Add 2 tablespoons fresh cilantro leaves to the food processor and pulse until the scallions are broken down into very small pieces, 4 to 6 (1-second) pulses. Add 1 pound skinless salmon pieces and pulse until coarsely ground, 8 to 10 (1-second) pulses.
Add the salmon mixture and 2/3 cup panko breadcrumbs to the egg mixture. Gently fold together with a flexible spatula until combined.
Divide the salmon mixture into 4 portions (about 3/4 cup or 5 ounces each). Form each one into a patty about 1 inch thick and 3 1/2 inches wide.
Whisk 1/4 cup orange juice, 3 tablespoons honey, and the remaining 1 tablespoon harissa paste together in a small bowl.
Heat 1 tablespoon olive oil in a large (12-inch) nonstick or cast iron skillet over medium heat until shimmering. Swirl so that the oil coats the bottom of the pan. Using a wide, flat spatula, gently transfer the patties to the pan and cook until golden-brown on the first side, 3 to 4 minutes. Flip the patties and cook for 1 minute.
Reduce the heat to medium-low and pour the sauce over the patties. Cook, spooning some of the sauce over the patties as they cook, until the sauce is thickened and the salmon is just cooked through, about 3 minutes. An instant-read thermometer inserted into the center of the salmon patties should register at least 125°F. Garnish with the scallion greens and chopped fresh cilantro leaves if desired.
Recipe Notes
Canned salmon substitution: Substitute 16 ounces canned salmon, drained, for the salmon fillets.

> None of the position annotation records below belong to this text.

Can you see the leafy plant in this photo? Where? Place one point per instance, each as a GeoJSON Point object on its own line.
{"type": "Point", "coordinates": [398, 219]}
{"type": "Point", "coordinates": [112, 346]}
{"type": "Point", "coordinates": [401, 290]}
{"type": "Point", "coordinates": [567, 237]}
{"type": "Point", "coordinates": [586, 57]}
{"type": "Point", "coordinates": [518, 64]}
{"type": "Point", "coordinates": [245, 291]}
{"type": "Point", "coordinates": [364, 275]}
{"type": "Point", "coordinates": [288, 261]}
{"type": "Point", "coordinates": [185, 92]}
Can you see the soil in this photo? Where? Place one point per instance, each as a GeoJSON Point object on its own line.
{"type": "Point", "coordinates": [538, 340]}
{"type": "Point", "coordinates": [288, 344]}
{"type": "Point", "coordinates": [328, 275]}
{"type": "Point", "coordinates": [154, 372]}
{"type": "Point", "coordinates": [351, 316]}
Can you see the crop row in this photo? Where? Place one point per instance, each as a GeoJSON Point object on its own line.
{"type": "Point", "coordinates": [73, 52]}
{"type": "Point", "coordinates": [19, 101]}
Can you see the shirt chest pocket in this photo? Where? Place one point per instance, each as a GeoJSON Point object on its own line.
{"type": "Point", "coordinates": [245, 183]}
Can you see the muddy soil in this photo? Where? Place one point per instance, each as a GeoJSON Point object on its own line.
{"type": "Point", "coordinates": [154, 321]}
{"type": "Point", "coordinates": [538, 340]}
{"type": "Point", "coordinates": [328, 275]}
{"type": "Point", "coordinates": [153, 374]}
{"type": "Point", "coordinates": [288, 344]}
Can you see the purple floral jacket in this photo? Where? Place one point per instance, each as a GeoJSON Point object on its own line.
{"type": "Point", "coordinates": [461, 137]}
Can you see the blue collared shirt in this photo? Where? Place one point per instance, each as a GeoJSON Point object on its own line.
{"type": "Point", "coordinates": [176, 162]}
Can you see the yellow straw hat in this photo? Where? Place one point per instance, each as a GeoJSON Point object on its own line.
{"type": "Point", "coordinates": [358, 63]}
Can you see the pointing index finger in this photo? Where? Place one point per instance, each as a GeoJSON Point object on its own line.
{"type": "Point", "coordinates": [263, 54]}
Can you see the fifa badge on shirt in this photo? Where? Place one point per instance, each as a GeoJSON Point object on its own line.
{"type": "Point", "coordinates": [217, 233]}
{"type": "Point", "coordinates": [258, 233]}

Finely chop the scallion whites in Step 2. Skip Step 3 and add the scallion whites, salmon, and 2 tablespoons finely chopped fresh cilantro leaves to the panko and egg mixture in Step 4. Cook until golden-brown on both sides, no need to cook to 125°F.
Make ahead: The salmon patties can be mixed together and shaped up to 1 day in advance and refrigerated in an airtight container.
Storage: Leftovers can be refrigerated in an airtight container for up to 2 days.